Los padres de Toño comían con los dólares que enviaba
Viven 16 familias de La Parotita, de donde es Zambrano, en pobreza extrema, en la sierra
El drama de los Zambrano se agudiza con la muerte del tercero de 16 hermanos. Antonio era quien proveía dinero a su padres y también era el sostén moral de todos sus consanguíneos, pero ya no lo será más porque su vida terminó trágicamente en el país donde trabajó los últimos diez años en campos agrícolas, particularmente en la pizca de manzana
AQUILA, Mich. 15 de febrero.— Los Zambrano Montes, parientes de Antonio, el mexicano muerto a manos de policías de Pasco, Washington, integran una de las familias michoacanas que viven en pobreza extrema y son víctimas de la inseguridad.
Las hermanas de esta nueva víctima de los excesos policiacos tuvieron que abandonar La Parotita, su lugar de origen, por temor a ser víctimas de la violencia; se fueron a Tecomán, Colima. Los hermanos sobreviven en la comunidad con más pena que gloria, pues ninguno de los tres órdenes de gobierno les procura atención alguna.
Jesús Zambrano Fernández, el padre de Antonio, también es campesino pero no puede hacer producir su tierra porque no cuenta con apoyos oficiales, tan necesarios en un municipio donde los agricultores son pobres entre los pobres.
Acá no llegan los apoyos de Progresa ni de Prospera, no hay forma de ganar dinero, mal comemos, mal vivimos”, dijo el hombre de 65 años, quien además sufre de artritis: “me dicen los doctores que de un rato a otro me puedo quedar paralítico”.
Por esa enfermedad, don Jesús no pudo ir por el cadáver de su hijo a Estados Unidos; lamenta no haber acompañado a su esposa, quien va en camino con una visa humanitaria que le permitirá hacer los trámites para repatriar el cuerpo de Toño, como lo llamaban.
El señor Zambrano Fernández fue entrevistado por Excélsior en su vivienda junto con su hijos, primos y sobrinos.
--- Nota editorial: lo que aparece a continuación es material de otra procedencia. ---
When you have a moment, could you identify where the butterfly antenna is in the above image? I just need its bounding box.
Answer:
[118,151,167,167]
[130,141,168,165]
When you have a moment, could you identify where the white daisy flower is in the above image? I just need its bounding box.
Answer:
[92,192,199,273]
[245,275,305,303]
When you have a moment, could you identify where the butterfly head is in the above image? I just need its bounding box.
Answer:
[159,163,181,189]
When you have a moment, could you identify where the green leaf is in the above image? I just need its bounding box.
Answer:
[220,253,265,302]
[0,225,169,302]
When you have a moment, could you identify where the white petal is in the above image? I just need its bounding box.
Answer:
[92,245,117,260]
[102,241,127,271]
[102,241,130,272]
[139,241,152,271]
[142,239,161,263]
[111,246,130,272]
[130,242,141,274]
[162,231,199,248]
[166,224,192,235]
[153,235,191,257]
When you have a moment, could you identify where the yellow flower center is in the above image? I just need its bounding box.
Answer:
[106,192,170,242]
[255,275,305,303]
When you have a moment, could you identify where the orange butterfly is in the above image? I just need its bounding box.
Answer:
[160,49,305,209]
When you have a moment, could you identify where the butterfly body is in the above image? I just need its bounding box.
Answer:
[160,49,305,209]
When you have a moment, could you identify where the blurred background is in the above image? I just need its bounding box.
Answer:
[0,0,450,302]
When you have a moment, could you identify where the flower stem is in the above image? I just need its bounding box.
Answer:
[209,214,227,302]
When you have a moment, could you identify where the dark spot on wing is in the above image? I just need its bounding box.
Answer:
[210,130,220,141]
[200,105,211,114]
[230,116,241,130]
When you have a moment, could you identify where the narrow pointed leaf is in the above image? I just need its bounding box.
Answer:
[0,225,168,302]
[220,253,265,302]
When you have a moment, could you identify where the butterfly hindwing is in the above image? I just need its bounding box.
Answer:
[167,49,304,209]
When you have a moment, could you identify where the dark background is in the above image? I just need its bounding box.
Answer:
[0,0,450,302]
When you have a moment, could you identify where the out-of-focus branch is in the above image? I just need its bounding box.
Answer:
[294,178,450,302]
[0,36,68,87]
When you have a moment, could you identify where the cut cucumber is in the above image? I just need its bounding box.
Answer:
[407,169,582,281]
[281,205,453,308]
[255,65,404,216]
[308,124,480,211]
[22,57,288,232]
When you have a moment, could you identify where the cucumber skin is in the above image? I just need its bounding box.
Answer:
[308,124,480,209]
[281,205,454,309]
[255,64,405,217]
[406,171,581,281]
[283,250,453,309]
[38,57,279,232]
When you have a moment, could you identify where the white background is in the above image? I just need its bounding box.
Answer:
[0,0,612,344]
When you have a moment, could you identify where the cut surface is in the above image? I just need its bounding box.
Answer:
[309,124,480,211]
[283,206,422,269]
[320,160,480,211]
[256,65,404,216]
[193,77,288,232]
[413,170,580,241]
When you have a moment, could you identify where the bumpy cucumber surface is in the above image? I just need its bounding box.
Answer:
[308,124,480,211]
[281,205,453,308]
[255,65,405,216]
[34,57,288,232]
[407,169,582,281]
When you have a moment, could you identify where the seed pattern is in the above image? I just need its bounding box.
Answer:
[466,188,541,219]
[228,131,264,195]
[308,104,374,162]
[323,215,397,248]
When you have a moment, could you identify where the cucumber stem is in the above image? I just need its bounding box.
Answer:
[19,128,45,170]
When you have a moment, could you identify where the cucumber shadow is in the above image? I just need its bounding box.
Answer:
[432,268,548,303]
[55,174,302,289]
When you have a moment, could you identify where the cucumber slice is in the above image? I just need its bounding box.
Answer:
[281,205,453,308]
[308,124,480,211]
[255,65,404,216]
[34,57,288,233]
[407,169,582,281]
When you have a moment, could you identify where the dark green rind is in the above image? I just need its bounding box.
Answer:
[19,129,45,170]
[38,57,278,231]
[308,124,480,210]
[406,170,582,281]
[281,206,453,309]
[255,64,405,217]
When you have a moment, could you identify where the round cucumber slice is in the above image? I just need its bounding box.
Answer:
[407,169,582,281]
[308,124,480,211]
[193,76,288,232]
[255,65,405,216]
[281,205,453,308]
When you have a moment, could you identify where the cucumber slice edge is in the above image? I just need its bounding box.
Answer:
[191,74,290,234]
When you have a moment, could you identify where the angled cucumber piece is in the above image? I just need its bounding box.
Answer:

Asegura que Antonio fue un hijo muy responsable:
Él nos apoyaba, se quedaba casi sin comer o limitado pa’pagar la renta, siempre nos estaba mandando, y pues casi nos estaba sosteniendo. Lo poquito que ganaba, mil, 500, 200, 100, con lo que podía, y con lo poquito que él nos mandaba, pues yo sentía que era mucho. Aquí la crisis está dura, pero ya desgraciadamente nos lo quitaron; pues se nos acabó, como se dice por ahí, la chichita”, expresó con evidente tristeza.
Los seres queridos de Antonio Zambrano exigen justicia. No comprenden por qué fue ultimado de manera “tan brutal”; ellos ven el hecho “como un crimen racial”; se muestran satisfechos por la intervención del gobierno federal, particularmente del presidente Enrique Peña Nieto, a quien piden que dirija la mirada a este municipio costero lleno de carencias.
“Quiero mandarle un mensaje al Presidente, que nos eche la mano lo más que se pueda con esto; nosotros estamos bien jodidos aquí. Y que no quede impune, que le dé pa’delante con esos policías que le hicieron esta tragedia con mi hermano”, dijo Juan, hermano menor de Antonio, quien también estuvo en Pasco. Asegura que los mexicanos son tratados ahí con cierto odio por los policías del lugar.
La Parotita es una comunidad donde viven 16 familias, todos son parientes y comparten el apellido Zambrano; está en la punta de un cerro de la Sierra Madre del Sur, muy cerca de los límites de Aquila con Coalcomán; para llegar al sitio es necesario cruzar una brecha por donde sólo pueden circular vehículos todoterreno y se atraviesa un río caudaloso.